All this being said, the current and anticipated impact of fast-progressing AI continues to be revolutionary in many ways; it goes without saying that it is massively changing the combat landscape, bringing unprecedented and previously unknown advantages. AI is progressing quickly when it comes to consolidating and organizing data from otherwise separate sensors on larger platforms, such as an F-35 or future armored vehicle…. yet integrating some of these same technical elements has not reached dismounted infantry to the same extent.
For example, Dillon further elaborated that these kinds of emerging algorithms can quickly distinguish the difference between someone extending a weapon or merely digging a hole -- or recognize enemy armored vehicles. The AI-empowered system could also quickly cue a combat analyst so, as he put it…”they don’t spend time pouring over massive amounts of data.”
The concept here is not so much the specific systems as it is a need to engineer and adaptable technical infrastructure sufficient to evolve as technology changes. Lane described this as a co-evolution between indispensable human cognition and decision-making and AI-enabled autonomy. The ARL works closely with Army Futures Command’s Soldier Lethality Cross-Functional Team which, among other things, is focused on this concept of extending Soldier as a System architecture across an Army Squad unit. (Adaptive Squad Architecture)
“In some cases the better chance of victory will be due to faster adaptability. Creating intelligent systems that are able to self-adapt to Soldiers' needs and seamlessly adjust as Soldiers adapt to the changing situation promotes rapid co-evolution between Soldiers and autonomy,” Lane added.

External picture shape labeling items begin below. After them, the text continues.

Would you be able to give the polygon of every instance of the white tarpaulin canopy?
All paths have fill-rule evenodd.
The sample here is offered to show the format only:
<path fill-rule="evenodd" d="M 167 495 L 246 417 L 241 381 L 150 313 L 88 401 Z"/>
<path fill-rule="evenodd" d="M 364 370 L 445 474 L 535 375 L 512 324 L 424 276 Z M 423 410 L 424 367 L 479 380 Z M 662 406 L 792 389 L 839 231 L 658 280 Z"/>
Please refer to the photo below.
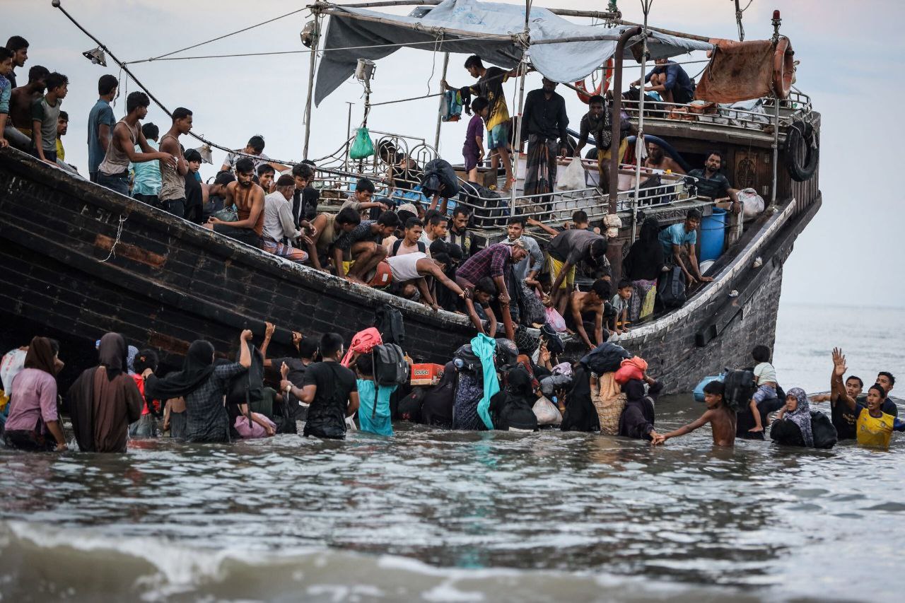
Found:
<path fill-rule="evenodd" d="M 487 62 L 511 69 L 524 51 L 525 8 L 477 0 L 445 0 L 433 7 L 419 7 L 407 16 L 362 8 L 331 5 L 325 34 L 323 59 L 318 70 L 315 103 L 326 99 L 355 72 L 358 59 L 371 61 L 411 45 L 432 52 L 478 54 Z M 582 80 L 603 65 L 615 52 L 616 39 L 625 26 L 606 28 L 579 25 L 546 8 L 532 8 L 529 19 L 531 63 L 555 81 Z M 563 38 L 612 37 L 608 40 L 538 43 Z M 386 45 L 399 44 L 399 45 Z M 359 48 L 364 46 L 365 48 Z M 626 44 L 625 58 L 632 58 Z M 350 50 L 334 50 L 346 49 Z M 650 32 L 652 58 L 665 58 L 711 45 Z"/>

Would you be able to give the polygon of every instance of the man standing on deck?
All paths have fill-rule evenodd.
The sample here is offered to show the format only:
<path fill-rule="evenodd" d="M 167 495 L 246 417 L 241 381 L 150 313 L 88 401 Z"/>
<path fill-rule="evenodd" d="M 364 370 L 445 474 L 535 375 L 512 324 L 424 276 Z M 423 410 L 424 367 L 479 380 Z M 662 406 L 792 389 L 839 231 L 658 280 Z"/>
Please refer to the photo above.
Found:
<path fill-rule="evenodd" d="M 698 187 L 698 195 L 709 196 L 718 207 L 731 209 L 738 214 L 742 209 L 738 203 L 738 191 L 732 188 L 729 178 L 719 173 L 722 167 L 723 154 L 714 150 L 707 154 L 702 169 L 692 169 L 688 175 L 697 178 L 695 185 Z"/>
<path fill-rule="evenodd" d="M 511 270 L 512 264 L 519 263 L 528 257 L 528 250 L 522 241 L 512 244 L 496 244 L 484 247 L 480 252 L 468 258 L 456 271 L 455 282 L 465 292 L 465 296 L 471 298 L 474 287 L 485 277 L 492 279 L 499 292 L 500 310 L 502 312 L 503 325 L 506 328 L 506 339 L 515 340 L 515 329 L 512 327 L 512 317 L 510 314 L 510 294 L 506 287 L 506 271 Z"/>
<path fill-rule="evenodd" d="M 469 91 L 476 96 L 482 96 L 491 103 L 487 117 L 487 148 L 491 153 L 491 168 L 496 174 L 500 168 L 500 159 L 502 158 L 506 169 L 506 186 L 503 191 L 512 187 L 512 167 L 510 165 L 509 154 L 509 107 L 506 105 L 506 93 L 503 83 L 516 76 L 516 70 L 507 72 L 499 67 L 484 67 L 481 57 L 472 54 L 465 60 L 465 69 L 472 78 L 478 78 L 478 83 L 469 88 Z M 440 84 L 448 91 L 457 88 L 443 80 Z"/>
<path fill-rule="evenodd" d="M 700 218 L 700 212 L 690 209 L 685 215 L 684 222 L 660 231 L 660 244 L 663 248 L 663 257 L 666 258 L 667 265 L 681 268 L 689 286 L 695 282 L 710 282 L 713 280 L 710 276 L 701 276 L 698 268 L 695 244 L 698 243 Z"/>
<path fill-rule="evenodd" d="M 557 184 L 557 156 L 568 152 L 566 99 L 557 94 L 556 90 L 557 82 L 544 78 L 543 88 L 532 90 L 525 98 L 521 138 L 528 140 L 526 196 L 553 192 Z M 548 199 L 545 197 L 544 201 Z"/>
<path fill-rule="evenodd" d="M 107 73 L 98 80 L 98 101 L 88 114 L 88 176 L 91 182 L 98 181 L 98 166 L 107 155 L 107 148 L 113 136 L 116 118 L 110 100 L 116 96 L 117 79 Z"/>
<path fill-rule="evenodd" d="M 176 165 L 176 157 L 165 151 L 155 151 L 141 132 L 139 120 L 148 115 L 150 104 L 151 100 L 144 92 L 132 92 L 126 99 L 126 117 L 119 120 L 113 128 L 113 138 L 107 147 L 107 154 L 98 166 L 97 182 L 101 187 L 128 196 L 129 161 L 139 163 L 159 159 L 161 165 Z M 136 146 L 142 152 L 135 150 Z"/>
<path fill-rule="evenodd" d="M 163 209 L 178 217 L 186 216 L 186 174 L 188 163 L 182 154 L 179 137 L 192 129 L 192 111 L 176 107 L 173 111 L 173 124 L 160 138 L 160 150 L 176 158 L 176 162 L 160 162 L 160 205 Z"/>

The Army and its industry partners are now working on advancing the algorithms, writing the code, upgrading hardware and software and engineering the standards through which to create interfaces between nodes on a soldier or between groups of soldiers. For instance, Dillon explained that some of these nodes could include laser designators, input from radio waves or data coming in from satellite imagery overhead. “Computers are so much faster,” as Dillon put it, explaining that algorithms are now being advanced to “train at scale” to analyze a series of images and pinpoint vital moments of relevance.
““We build out algorithms we could run on some kind of soldier-worn system such as a small form factor computer, thermal imaging, daytime cameras or other data coming in quickly through satellites. When you network all of this together and bring in all the sensor data, machine learning can help give soldiers the accurate prompts,” Dillon added. “The more we do this, the smarter the algorithms get.”